Pusing deh seperti Sarah.

Jangan selamanya bergantung pada marketplace. Ciptakan sendiri website Anda. Di dunia serba digital ini, setidaknya ada 4 alasan mengapa bisnis Anda membutuhkan website!

1. Kesempatan Mengedukasi Pelanggan

Hal ini merupakan salah satu fitur yang tidak disediakan oleh marketplace manapun. Mereka hanya menawarkan lapak berisi deskripsi produk dan fitur-fitur lain yang berguna bagi pengiriman barang.

Melalui website, Anda bisa menulis serangkaian artikel, menyisipkan video, hingga menaruh infografis yang semuanya berisi edukasi mengenai produk.
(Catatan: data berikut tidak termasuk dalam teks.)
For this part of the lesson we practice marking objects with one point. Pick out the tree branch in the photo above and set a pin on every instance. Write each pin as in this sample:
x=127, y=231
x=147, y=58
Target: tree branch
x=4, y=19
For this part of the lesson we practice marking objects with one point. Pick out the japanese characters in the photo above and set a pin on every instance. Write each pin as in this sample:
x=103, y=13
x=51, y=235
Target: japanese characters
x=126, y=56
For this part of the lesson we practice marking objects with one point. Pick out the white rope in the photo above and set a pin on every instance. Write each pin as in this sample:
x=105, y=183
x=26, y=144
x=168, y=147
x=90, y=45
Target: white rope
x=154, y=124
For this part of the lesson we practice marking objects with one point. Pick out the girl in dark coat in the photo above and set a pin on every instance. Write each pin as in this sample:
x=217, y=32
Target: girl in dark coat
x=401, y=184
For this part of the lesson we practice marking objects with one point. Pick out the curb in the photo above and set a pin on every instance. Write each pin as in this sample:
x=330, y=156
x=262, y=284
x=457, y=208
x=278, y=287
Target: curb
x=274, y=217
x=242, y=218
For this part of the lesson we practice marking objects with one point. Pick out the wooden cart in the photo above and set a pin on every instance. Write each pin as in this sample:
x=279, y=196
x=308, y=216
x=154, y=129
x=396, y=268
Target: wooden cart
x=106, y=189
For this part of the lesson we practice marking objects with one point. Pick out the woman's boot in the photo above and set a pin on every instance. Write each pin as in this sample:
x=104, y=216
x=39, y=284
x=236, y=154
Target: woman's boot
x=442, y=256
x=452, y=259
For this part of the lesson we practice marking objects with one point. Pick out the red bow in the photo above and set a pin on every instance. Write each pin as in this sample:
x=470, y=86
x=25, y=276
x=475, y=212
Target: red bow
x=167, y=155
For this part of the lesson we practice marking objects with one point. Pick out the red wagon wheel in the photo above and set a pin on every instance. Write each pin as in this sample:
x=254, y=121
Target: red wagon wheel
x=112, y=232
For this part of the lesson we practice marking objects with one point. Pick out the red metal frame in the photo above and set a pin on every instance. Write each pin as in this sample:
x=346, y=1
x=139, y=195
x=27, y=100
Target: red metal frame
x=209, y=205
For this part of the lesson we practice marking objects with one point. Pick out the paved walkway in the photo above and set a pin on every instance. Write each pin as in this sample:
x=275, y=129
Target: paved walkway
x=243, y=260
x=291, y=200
Beri tahu pelanggan mengapa mereka membutuhkan Anda, apa manfaatnya bagi mereka, apa masalah mereka yang akhirnya bisa terselesaikan dengan produk atau jasa tersebut.

2. Ciptakan Pelanggan Loyal

Perang harga adalah sebuah keniscayaan di dalam marketplace. Produk Anda mungkin bagus, tetapi bila ada toko yang menjual produk serupa dengan harga lebih murah, pelanggan sangat mudah terbang ke lain hati.
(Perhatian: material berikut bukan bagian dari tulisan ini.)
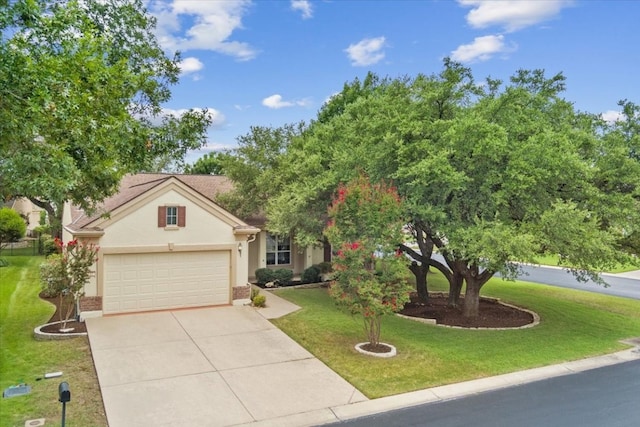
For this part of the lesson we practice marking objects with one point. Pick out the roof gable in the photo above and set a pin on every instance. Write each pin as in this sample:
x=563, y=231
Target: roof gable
x=138, y=189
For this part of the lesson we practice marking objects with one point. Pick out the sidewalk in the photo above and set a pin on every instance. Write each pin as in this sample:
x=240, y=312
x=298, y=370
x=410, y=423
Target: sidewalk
x=277, y=305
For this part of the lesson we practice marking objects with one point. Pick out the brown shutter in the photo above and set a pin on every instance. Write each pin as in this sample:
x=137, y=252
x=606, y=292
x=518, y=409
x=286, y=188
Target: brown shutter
x=162, y=216
x=182, y=216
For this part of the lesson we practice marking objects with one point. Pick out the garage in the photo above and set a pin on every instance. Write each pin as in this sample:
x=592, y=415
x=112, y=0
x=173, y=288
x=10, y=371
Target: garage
x=165, y=280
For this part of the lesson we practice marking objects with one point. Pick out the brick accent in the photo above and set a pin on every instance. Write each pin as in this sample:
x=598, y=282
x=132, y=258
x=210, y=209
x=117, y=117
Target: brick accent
x=90, y=303
x=242, y=292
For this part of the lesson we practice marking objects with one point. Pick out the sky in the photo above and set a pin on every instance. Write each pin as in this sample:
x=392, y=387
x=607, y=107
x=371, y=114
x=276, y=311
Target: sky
x=269, y=63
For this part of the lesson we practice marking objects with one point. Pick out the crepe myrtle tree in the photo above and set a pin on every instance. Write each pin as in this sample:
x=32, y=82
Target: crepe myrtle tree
x=365, y=225
x=65, y=273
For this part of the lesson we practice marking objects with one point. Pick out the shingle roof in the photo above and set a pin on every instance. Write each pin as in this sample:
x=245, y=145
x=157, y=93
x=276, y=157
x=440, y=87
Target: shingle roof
x=133, y=186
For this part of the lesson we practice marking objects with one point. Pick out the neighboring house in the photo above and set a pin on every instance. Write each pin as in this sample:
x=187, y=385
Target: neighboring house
x=29, y=211
x=166, y=244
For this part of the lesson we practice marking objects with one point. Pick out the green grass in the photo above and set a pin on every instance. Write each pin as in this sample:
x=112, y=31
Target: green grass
x=554, y=260
x=23, y=359
x=574, y=325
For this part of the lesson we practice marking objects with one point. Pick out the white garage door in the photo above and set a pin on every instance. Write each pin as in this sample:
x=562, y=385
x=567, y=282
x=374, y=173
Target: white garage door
x=156, y=281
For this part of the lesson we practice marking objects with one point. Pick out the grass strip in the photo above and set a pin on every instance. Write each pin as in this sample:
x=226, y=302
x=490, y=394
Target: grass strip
x=23, y=359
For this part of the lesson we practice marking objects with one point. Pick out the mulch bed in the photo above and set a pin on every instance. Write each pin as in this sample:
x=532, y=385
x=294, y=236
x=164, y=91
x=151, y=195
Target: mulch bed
x=492, y=314
x=55, y=329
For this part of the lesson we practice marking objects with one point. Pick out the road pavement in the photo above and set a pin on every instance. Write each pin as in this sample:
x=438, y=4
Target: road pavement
x=600, y=397
x=623, y=285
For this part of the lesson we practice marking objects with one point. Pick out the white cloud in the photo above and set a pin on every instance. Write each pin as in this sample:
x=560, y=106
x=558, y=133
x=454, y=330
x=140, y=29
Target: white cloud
x=366, y=51
x=218, y=119
x=211, y=24
x=612, y=116
x=276, y=102
x=512, y=15
x=190, y=65
x=481, y=49
x=303, y=6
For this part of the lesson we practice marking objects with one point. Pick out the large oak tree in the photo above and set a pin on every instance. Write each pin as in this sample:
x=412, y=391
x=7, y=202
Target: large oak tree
x=492, y=173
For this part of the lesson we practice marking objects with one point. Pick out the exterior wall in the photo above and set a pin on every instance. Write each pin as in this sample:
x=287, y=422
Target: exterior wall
x=134, y=229
x=25, y=207
x=140, y=227
x=301, y=258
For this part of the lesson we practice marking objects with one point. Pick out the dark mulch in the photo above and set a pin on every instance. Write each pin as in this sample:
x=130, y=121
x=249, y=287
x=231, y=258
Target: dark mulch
x=55, y=329
x=492, y=314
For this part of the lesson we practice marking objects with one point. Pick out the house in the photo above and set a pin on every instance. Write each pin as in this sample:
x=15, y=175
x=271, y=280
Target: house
x=29, y=211
x=166, y=244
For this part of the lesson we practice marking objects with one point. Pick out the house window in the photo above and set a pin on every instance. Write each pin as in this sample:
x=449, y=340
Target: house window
x=278, y=250
x=172, y=216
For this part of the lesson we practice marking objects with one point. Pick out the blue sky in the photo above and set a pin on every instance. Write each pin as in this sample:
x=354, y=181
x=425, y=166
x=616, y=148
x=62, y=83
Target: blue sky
x=269, y=63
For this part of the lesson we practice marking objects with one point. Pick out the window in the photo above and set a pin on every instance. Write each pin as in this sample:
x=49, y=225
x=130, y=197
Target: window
x=172, y=216
x=278, y=250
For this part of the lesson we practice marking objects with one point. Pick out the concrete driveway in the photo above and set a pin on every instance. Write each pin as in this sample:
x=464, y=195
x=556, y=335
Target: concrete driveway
x=218, y=366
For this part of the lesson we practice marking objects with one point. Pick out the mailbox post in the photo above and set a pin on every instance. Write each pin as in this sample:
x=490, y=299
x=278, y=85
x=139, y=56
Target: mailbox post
x=64, y=396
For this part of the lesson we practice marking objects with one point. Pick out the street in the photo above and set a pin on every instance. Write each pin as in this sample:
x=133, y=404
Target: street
x=603, y=397
x=618, y=286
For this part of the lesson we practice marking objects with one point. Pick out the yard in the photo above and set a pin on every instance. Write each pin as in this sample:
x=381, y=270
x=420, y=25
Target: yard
x=573, y=325
x=23, y=359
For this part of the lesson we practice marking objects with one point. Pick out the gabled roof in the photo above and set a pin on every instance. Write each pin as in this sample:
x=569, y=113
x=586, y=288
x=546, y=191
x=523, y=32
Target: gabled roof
x=134, y=186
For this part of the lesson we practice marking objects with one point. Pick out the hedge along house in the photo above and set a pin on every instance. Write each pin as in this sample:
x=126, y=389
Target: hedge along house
x=166, y=244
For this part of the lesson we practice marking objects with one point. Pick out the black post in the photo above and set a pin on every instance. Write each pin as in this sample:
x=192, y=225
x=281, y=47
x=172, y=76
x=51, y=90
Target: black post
x=64, y=396
x=64, y=413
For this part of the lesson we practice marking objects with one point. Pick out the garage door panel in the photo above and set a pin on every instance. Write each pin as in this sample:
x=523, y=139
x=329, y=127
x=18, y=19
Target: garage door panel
x=137, y=282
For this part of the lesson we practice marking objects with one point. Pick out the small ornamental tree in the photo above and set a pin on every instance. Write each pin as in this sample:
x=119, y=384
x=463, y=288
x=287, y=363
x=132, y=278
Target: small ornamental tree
x=65, y=273
x=365, y=226
x=12, y=226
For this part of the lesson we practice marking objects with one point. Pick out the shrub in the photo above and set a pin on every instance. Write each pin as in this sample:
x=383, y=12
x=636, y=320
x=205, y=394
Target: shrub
x=311, y=275
x=325, y=267
x=265, y=275
x=283, y=276
x=47, y=245
x=259, y=301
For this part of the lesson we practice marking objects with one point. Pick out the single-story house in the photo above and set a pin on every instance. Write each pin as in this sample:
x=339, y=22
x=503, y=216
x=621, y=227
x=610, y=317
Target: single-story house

Sebaliknya, edukasi yang Anda berikan melalui website, dengan sendirinya akan menciptakan pelanggan-pelanggan yang loyal. Yaitu mereka yang memang sangat tahu kualitas produk maupun pelayanan Anda. Orang-orang yang tidak mudah tergiur oleh harga yang murah.

Bahkan, mereka tidak segan membagikan info mengenai bisnis Anda kepada orang lain. Marketing yang gratis, kan?

Beruntungnya lagi, data pelanggan Anda tidak bisa dicuri pihak manapun. Anda bebas melakukan follow up kapanpun.

3. Membangun Brand Image

Brand bukanlah apa yang Anda katakan mengenai bisnis Anda. Melainkan apa yang orang lain katakan dan rasakan saat berinteraksi dengan bisnis Anda. Mulai dari saat mereka menggunakan produk atau jasa yang Anda tawarkan, mengetahui kualitas pelayanan selama mereka berbelanja, dan tentu saja penampilan Anda di dunia maya.

Sebuah website yang didesain sedemikian rupa sanggup menggambarkan value bisnis Anda. Dengan demikian, pelanggan memiliki ekspektasi yang sesuai: tidak terlalu berharap pada bisnis Anda, tetapi juga tidak memandang rendah.

Website yang cantik pun mampu menarik lebih banyak pelanggan. Sebagian besar masyarakat memiliki waktu yang relatif singkat untuk menentukan bagaimana mereka menilai bisnis Anda, dan itu biasanya melalui website. Itu pun kalau Anda punya.

4. Muncul di Halaman Satu Google

Baru-baru ini Google memperbarui algoritmanya. Salah satu dampaknya ialah tidak ada website manapun yang muncul tiga kali dalam satu halaman untuk keyword  yang sama.

Misalnya, produk Anda adalah buku, lalu seseorang mengetiknya di Google. Katakanlah sebuah marketplace memiliki banyak produk dengan kata kunci tersebut. Dahulu, mungkin marketplace tersebut akan merajai halaman satu hingga halaman sekian Google. Kini tidak lagi. Google hanya akan menampilkan maksimal dua produk dari satu marketplace, dalam satu halaman. Sisanya, dibagi-bagi dengan marketplace dan situs lain.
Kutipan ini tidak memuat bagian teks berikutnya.